Die Diskussion um ein nationales Freiheits- und Einheitsdenkmal in Berlin oder Leipzig erhitzt die Gemüter. Einig ist man sich lediglich über den positiven Effekt eines solchen Projekts, in dem sich auch nachwachsende Generationen wiedererkennen sollen.

Doch was ein neu zu bauendes Freiheits- und Einheitsdenkmal zur Erinnerung an den Mauerfall im Detail versinnbildlichen und welche Gestalt es haben sollte, erscheint auch nach den öffentlichen Anhörungen, die in der Berliner Nikolaikirche stattfanden, sehr unklar und verschwommen. Die Ratlosigkeit ufert nun aus in einen Meinungsstreit um die Standorte Leipzig oder Berlin.

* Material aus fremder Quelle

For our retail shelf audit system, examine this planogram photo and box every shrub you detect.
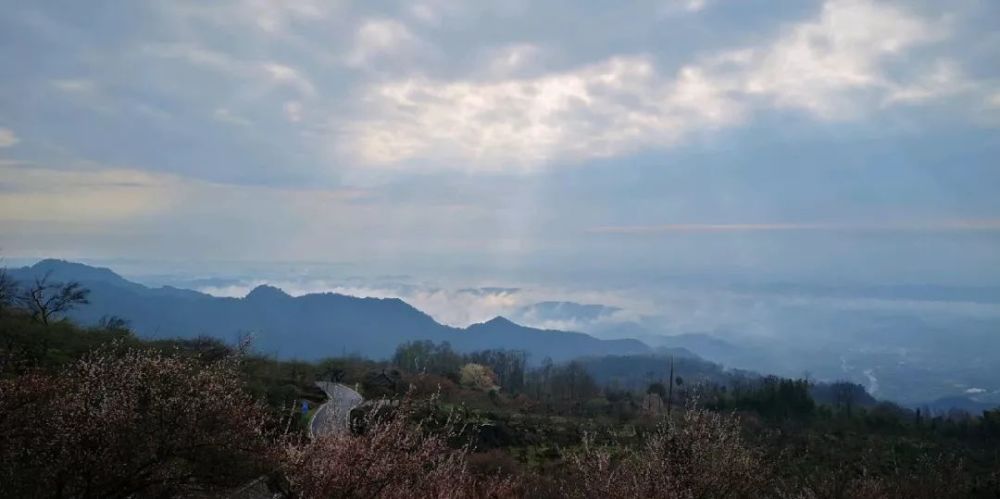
[283,401,517,498]
[564,408,766,498]
[0,348,268,498]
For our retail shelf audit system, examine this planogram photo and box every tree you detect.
[282,400,525,499]
[18,273,90,325]
[459,364,498,391]
[0,267,17,314]
[0,346,273,498]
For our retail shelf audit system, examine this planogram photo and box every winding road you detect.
[309,381,364,438]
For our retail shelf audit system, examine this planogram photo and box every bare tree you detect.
[18,272,90,325]
[0,267,17,314]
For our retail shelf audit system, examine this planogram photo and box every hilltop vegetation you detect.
[0,294,1000,498]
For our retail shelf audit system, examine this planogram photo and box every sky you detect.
[0,0,1000,286]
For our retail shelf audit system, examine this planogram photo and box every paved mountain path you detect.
[309,381,364,437]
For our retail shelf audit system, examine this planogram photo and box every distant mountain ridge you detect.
[10,260,652,362]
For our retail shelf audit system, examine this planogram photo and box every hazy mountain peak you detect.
[29,258,135,285]
[483,315,523,327]
[244,284,291,300]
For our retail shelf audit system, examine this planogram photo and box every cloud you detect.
[212,107,253,126]
[660,0,708,15]
[587,220,1000,235]
[282,101,302,123]
[347,19,422,67]
[0,162,367,224]
[337,0,967,172]
[743,0,942,119]
[347,57,742,170]
[0,128,21,149]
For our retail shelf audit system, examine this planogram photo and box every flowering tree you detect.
[283,401,518,499]
[458,364,498,391]
[0,348,269,498]
[564,408,766,498]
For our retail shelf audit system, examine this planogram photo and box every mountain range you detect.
[9,260,652,362]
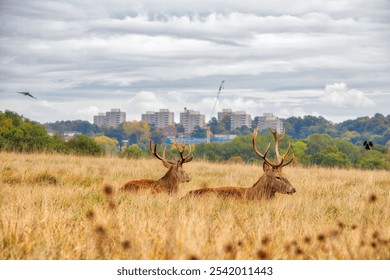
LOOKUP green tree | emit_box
[0,111,51,152]
[94,135,118,155]
[121,144,143,158]
[66,135,103,156]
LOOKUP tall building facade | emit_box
[93,109,126,127]
[258,113,284,134]
[230,111,252,130]
[180,108,205,133]
[141,109,175,129]
[218,109,233,122]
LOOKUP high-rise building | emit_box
[230,111,252,130]
[218,109,232,122]
[258,113,284,134]
[93,113,107,127]
[141,111,157,126]
[180,108,205,133]
[93,109,126,127]
[141,109,175,129]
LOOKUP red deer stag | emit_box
[121,141,192,194]
[186,129,296,200]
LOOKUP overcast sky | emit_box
[0,0,390,123]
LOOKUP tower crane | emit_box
[207,80,225,143]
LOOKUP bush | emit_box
[66,135,103,156]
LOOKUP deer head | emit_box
[252,129,296,197]
[149,140,192,183]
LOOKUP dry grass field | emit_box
[0,153,390,260]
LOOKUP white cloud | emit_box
[320,83,375,108]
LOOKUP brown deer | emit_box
[185,129,296,200]
[121,141,192,194]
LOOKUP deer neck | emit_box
[158,167,179,193]
[245,173,275,199]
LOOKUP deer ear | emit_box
[263,162,272,172]
[162,160,172,168]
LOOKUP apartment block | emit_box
[258,113,284,134]
[180,108,205,133]
[141,109,175,129]
[230,111,252,130]
[218,109,233,122]
[93,109,126,127]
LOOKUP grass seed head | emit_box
[256,249,268,260]
[103,184,113,196]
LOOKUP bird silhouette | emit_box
[363,141,374,151]
[17,91,37,99]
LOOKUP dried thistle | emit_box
[121,240,131,250]
[317,233,325,242]
[224,244,233,253]
[368,194,378,203]
[85,210,95,221]
[261,236,271,246]
[256,249,268,260]
[295,247,303,256]
[103,184,113,196]
[95,225,106,235]
[303,236,311,244]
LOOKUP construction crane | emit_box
[207,80,225,143]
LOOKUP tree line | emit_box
[0,111,390,170]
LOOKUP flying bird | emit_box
[17,91,37,99]
[363,141,374,151]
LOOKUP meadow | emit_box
[0,152,390,260]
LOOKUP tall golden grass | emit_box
[0,153,390,260]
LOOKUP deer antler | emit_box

Der öffentliche Diskurs um das Denkmal stellt eine unerhörte Herausforderung für die Gesellschaft dar, zumal er sowohl die Frage nach unserer Stellung zur Nation als auch nach der Identifikation der Nachkommenden mit unserer Geschichte berührt.

Seit Anfang Oktober nun versuchen Politiker, Medien sowie Teile der deutschen Öffentlichkeit, die verschiedenen Vorstellungen über Gestalt und Form eines solchen Denkmals weiterzuentwickeln. Dabei scheint sich immerhin ein Konsens darüber abzuzeichnen, daß das Denkmal grundsätzlich gewollt ist. Die konkreten Ergebnisse waren bisher jedoch eher dürftig. Daran werden auch jene als Anregung für künftige Diskussionen gedachten studentischen Wettbewerbsbeiträge nicht viel ändern, die Anfang dieser Woche in Berlin vorgestellt wurden.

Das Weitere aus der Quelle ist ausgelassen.